"Have you been successful?" asked Athol.
"To a certain extent; that is to say, I have treated petrol so as to make it unresponsive at ordinary pressure except to a very hot spark."
Still conversing Desmond Blake led the way from the house, through a dense belt of pine trees, to a small clearing. The greater part of this space was occupied by a galvanised iron shed, at one end of which were large double doors. Between the threshold and the nearmost trees there was a distance of roughly ninety feet, the trees themselves exceeding a hundred and twenty feet in height.
"Here's the hangar," announced their guide, indicating the shed.
"Curious situation, if you don't mind my saying so," observed Athol. "You'll have to cut down more of those trees before the biplane is able to take flight."
"On the contrary there is more 'taking-off' space than is absolutely necessary, and, I might add, the machine is not a biplane. It is fashioned, as far as possible, on the principle of a bird, and unless my memory plays me false, I know of no bird possessing more than two wings. But here we are."
Desmond Blake rolled back one of the doors of the shed. The other, actuated by means of a flexible wire running over pulleys, slid back too.

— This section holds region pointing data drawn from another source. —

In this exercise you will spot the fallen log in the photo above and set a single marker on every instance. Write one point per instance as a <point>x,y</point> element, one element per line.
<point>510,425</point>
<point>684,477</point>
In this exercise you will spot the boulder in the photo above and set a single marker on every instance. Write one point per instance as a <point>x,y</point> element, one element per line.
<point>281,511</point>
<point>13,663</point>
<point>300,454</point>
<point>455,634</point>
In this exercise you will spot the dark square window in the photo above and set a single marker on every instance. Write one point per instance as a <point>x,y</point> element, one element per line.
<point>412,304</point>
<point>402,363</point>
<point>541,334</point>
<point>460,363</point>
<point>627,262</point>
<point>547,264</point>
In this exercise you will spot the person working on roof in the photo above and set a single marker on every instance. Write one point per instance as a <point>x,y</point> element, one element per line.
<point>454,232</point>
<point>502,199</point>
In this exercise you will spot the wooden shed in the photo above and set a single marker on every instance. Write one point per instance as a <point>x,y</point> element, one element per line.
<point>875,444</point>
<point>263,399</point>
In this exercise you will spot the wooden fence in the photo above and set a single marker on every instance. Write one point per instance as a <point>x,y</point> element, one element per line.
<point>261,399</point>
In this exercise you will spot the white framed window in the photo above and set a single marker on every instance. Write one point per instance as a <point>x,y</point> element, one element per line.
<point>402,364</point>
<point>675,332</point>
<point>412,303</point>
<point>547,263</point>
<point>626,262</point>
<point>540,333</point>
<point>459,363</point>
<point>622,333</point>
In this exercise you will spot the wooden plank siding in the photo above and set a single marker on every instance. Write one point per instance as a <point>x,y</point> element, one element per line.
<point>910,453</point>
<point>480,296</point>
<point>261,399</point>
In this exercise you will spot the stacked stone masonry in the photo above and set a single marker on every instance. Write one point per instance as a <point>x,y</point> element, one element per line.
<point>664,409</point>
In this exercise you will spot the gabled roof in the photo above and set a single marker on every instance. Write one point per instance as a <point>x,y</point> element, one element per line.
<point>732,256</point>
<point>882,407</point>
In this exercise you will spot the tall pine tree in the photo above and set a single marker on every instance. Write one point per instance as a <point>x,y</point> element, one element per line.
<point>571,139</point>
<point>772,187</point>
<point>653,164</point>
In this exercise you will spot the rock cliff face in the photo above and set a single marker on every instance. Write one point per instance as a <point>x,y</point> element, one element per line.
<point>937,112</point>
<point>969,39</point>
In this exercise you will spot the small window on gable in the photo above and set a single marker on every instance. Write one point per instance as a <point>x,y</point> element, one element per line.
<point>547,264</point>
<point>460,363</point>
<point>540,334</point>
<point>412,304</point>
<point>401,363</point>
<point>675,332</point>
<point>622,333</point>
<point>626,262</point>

"Merely a labour-saving device," said Blake. "I based my calculations upon a one-man show. But what do you think of her?"
In the dazzling reflected light from the snow the battleplane stood revealed to the lads' eager gaze. At first sight it hardly resembled a flying machine. It was more like a huge cigar raised at an angle of forty-five degrees and supported by a pair of trellis girders each of which in turn terminated in a couple of pneumatic-tyred wheels. The planes were folded against the fuselage; there were no signs of aerilons, horizontal or vertical rudders and other contrivances common to aeroplanes. This creation had the appearance of a gaunt, featherless bird standing erect on a pair of spidery legs.
"What propels it?" asked Dick. "Where is the propeller? And the planes? You said it was not a biplane. To me it looks like a nonplane. Hope I am not asking too many questions," he added apologetically.